Pension Task Force Releases Guide for Elected Officials

A recently formed task force of state and local groups has released a guide for elected officials to help them develop pension plan funding policies as they transition to new financial reporting requirements.

Eleven groups, including the “Big 7,” published a seven-page report “Pension Funding: A Guide for Local Officials” which recommends that the most important step state and local governments can take is to base their pension funding policy on an actuarially determined contribution (ADC), which should be obtained on an annual or biannual basis.

The task force, which was formed late in 2012, also said pension policy should promote fiscal discipline and intergenerational equity.

“The ultimate goal is to ensure that pension promises can be paid, employer costs can be managed and the plan to fund pensions is clear to everyone,” the groups wrote.

Last summer the Governmental Accounting Standards Board issued new accounting standards that focus on improving financial reporting and liabilities for public pension plans. Currently, governments disclose pension information in the footnotes to their financial statements, and generally only report the contributions they are required to make in a given year, as well as what they actually paid.

The new GASB accounting standards will require governments to disclose a “net pension liability” figure for the first time on their balance sheets in addition to funding projections.

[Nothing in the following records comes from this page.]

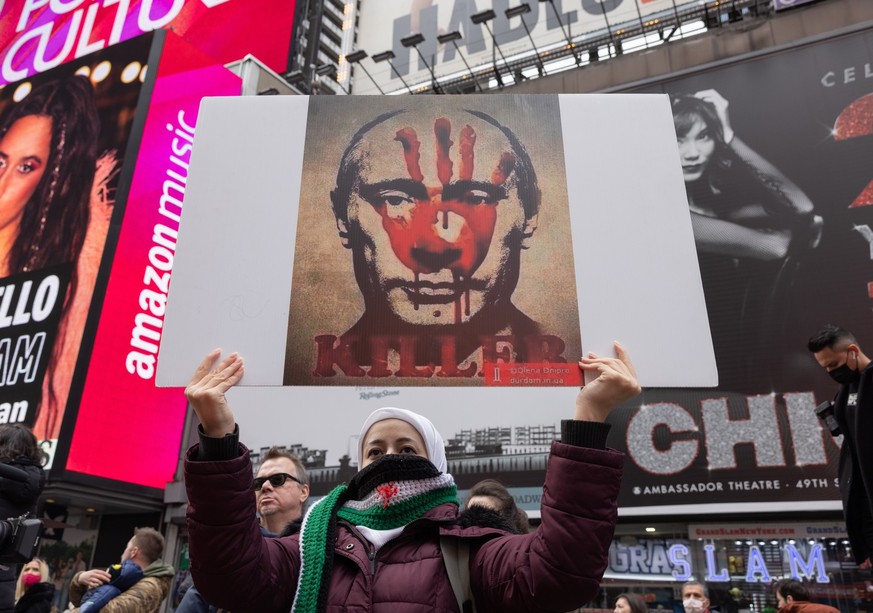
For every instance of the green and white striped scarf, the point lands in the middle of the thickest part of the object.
(390, 493)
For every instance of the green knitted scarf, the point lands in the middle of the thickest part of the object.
(389, 493)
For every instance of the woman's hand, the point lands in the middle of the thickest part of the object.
(616, 382)
(94, 578)
(206, 392)
(721, 106)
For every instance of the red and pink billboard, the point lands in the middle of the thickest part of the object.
(119, 401)
(37, 35)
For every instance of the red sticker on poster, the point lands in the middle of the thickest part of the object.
(515, 374)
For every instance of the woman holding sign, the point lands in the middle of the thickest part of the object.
(390, 539)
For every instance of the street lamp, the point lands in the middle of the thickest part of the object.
(388, 56)
(413, 40)
(454, 37)
(329, 70)
(483, 17)
(355, 58)
(520, 11)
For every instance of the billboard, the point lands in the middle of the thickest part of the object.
(774, 154)
(550, 24)
(117, 382)
(64, 141)
(37, 35)
(753, 445)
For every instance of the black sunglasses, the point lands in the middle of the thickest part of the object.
(277, 480)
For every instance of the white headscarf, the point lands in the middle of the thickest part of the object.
(436, 447)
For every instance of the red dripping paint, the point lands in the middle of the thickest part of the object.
(411, 152)
(442, 131)
(465, 148)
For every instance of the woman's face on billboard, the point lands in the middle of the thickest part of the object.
(24, 153)
(695, 150)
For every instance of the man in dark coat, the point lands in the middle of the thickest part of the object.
(21, 481)
(837, 351)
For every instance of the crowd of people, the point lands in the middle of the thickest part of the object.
(257, 545)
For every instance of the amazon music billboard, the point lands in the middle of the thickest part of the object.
(794, 253)
(37, 35)
(92, 151)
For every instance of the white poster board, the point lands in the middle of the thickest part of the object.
(608, 163)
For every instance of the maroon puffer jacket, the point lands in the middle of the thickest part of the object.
(556, 568)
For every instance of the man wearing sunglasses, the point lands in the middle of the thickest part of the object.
(281, 490)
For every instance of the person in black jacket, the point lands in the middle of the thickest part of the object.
(838, 352)
(33, 591)
(21, 481)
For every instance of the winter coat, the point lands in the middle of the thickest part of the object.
(17, 498)
(145, 596)
(856, 458)
(556, 568)
(124, 576)
(37, 599)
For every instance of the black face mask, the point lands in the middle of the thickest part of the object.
(845, 375)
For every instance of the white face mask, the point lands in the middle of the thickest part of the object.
(692, 605)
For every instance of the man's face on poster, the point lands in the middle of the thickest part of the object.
(435, 219)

The net pension liability is the difference between the total pension liability and the assets set aside in a trust and restricted to paying benefits.

The GASB standards will take effect for pension plan fiscal years beginning after June 15, 2013 and will apply to employers in fiscal years beginning after June 15, 2014.

Most state and local groups opposed the new standards and argued that they “focus entirely on accounting measurements of pension liabilities and no longer on how employers fund the cost of benefits or calculate their annual required contribution.”

As a result, the groups felt guidance was needed to help fill in the gap for state and local governments.

Public pension plans hold more than $3 trillion in assets in trust on behalf of more than 15 million working and eight million retired state and local government employees, according to the guide.

As of 2011, $2.7 trillion was funded and $900 billion was unfunded for 109 state-administered plans and 17 locally administered plans that represent 85% of total state and local government pension assets and members, the report said.

Since the significant declines in public and private retirement plans following the Great Recession in 2008 and 2009, 44 state enacted major changes in state retirement plans, according to the National Conference of State Legislatures.

Some of those changes have included increases in employee contributions to pension plans, longer vesting periods, reduced benefit levels, higher retirement ages and lower cost-of-living adjustments.

While state and local governments are not required to make changes in their funding policy according to GASB standards, they must meet them in order to receive a clean or nonqualified opinion from auditors on their financial statements.

Based on that premise, the task force recommended pension funding policies follow five general rules:

1. Have a pension funding policy that is based on an actuarially determined contribution;

2. Build funding discipline into the policy to ensure that promised benefits can be paid;

3. Maintain intergenerational equity so that the cost of employee benefits is paid by the generation of taxpayers who receives services;

4. Make employer costs a consistent percentage of payroll;

5. Require clear reporting to show how and when pension plans will be fully funded.

The task force also recommended that a sound pension funding policy should include at least three core elements including of funding in a manner consistent with policy objectives: actuarial cost method, asset smoothing method and amortization policy. The guide describes each of these.